The US Financial Accounting Standards Board (FASB) has completed new rules on off-balance-sheet holdings that will compel US companies to consolidate on balance sheet billions of dollars of assets previously kept in special-purpose entities (SPEs).
The board finished drawing up its proposals yesterday, and will release them as standards next month, marking the end of an eight-year campaign to clamp down on the abuse of off-balance-sheet accounting by US companies.
Under the new rules, which revise Statement 140 (FAS 140), previously exempt SPEs will no longer be exempt from consolidation on the parent company's balance sheet. The new rules also force companies to continue to account for securitised assets, even after some tranches have been sold on. "A transfer of a portion of a financial asset may be reported as a sale only when that transferrerd portion is a pro rata portion of an entire financial asset, no portion is subordinate to another, and other restrictive criteria are met," the FASB said.
Even after a sale, companies will have to reveal any continuing involvement with the assets, including guarantee arrangements and derivatives.
The new rules tighten up another area of off-balance-sheet accounting, covered by its Fin 46 rules. Previously, companies were required to consolidate only SPEs in which they had a controlling interest. Now, however, control over "the most significant activities of the entity", and a share of profits or losses, is enough to force consolidation. Companies will also have to review their consolidation policies regularly, as well as revealing more details of their involvement and the risks and exposures it entails.
The changes were originally scheduled to be published at the start of this year, but were delayed by the complexity of the issue and the intensification of the financial crisis.
Estimates of the impact of the new rules, which come into force at the start of 2010, are varied: last year, two industry organisations, the American Securitisation Forum and the Securities Industry and Financial Markets Association, warned the change to the rules could affect $7.2 trillion in mortgage-backed securities, $2.4 trillion in other asset-backed securities (credit card, student loan, auto loan and other securitisations, including collateralised debt obligations) and $816 billion in asset-backed commercial paper - a total of $10.4 trillion.
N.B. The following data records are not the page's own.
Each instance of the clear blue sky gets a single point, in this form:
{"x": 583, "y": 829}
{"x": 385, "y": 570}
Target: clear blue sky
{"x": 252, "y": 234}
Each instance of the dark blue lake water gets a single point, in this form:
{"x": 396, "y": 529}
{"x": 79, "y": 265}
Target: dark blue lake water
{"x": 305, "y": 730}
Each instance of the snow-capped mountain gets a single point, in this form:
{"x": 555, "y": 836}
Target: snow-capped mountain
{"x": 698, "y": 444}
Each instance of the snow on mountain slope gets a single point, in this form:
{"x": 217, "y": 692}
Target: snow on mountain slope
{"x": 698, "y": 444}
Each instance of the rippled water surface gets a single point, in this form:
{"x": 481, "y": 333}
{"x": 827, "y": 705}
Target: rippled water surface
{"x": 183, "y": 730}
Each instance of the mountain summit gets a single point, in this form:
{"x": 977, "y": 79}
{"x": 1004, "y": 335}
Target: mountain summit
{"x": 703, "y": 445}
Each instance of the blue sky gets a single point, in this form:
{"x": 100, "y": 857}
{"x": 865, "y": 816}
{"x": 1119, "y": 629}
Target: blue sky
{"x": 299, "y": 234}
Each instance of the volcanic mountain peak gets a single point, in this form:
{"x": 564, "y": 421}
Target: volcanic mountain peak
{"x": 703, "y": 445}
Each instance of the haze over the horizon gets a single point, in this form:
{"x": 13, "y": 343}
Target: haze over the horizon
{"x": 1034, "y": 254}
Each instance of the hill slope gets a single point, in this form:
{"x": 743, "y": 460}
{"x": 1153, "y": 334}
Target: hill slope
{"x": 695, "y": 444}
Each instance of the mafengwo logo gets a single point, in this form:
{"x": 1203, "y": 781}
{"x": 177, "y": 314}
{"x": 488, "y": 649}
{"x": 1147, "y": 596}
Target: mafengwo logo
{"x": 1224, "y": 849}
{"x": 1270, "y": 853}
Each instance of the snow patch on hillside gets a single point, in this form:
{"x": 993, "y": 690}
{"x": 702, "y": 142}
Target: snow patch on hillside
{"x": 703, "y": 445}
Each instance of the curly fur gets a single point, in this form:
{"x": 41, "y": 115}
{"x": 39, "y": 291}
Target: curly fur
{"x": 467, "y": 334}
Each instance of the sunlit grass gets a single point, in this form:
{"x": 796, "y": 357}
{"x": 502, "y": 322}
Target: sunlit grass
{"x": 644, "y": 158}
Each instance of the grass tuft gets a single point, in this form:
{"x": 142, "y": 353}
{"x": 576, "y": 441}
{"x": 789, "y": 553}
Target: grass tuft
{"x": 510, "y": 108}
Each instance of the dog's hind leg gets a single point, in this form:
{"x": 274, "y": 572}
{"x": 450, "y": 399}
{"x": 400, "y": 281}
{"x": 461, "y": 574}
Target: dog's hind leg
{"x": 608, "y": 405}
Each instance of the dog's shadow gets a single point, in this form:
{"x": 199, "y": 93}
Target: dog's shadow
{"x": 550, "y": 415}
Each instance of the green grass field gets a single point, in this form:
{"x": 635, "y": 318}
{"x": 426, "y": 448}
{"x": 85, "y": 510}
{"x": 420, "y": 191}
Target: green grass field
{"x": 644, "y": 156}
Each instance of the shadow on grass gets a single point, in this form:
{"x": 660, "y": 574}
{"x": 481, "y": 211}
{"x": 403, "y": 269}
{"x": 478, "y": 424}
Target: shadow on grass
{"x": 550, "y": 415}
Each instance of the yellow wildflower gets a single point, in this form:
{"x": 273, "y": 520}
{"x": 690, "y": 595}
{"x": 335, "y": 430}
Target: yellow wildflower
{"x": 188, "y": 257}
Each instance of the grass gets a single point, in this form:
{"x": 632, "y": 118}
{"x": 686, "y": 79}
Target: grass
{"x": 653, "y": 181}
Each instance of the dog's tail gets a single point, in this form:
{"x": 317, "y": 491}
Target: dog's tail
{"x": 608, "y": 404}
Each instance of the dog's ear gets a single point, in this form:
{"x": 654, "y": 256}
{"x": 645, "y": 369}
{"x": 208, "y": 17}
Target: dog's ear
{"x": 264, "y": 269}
But one industry analyst told Risk this could be an overestimate. David Zion, a Credit Suisse accounting analyst in equity research based in New York, commented: "A lot of people are jumping to the conclusion it will all come back on to the balance sheet, but I'm not sure. Even if the rules change, it doesn't necessarily mean all off-balance-sheet activity is automatically coming on balance sheet; each transaction will need to be evaluated under the new rules."
The FASB has not provided an estimate, saying only that "many qualifying SPEs that currently are off balance sheet will become subject to the revised consolidation guidance".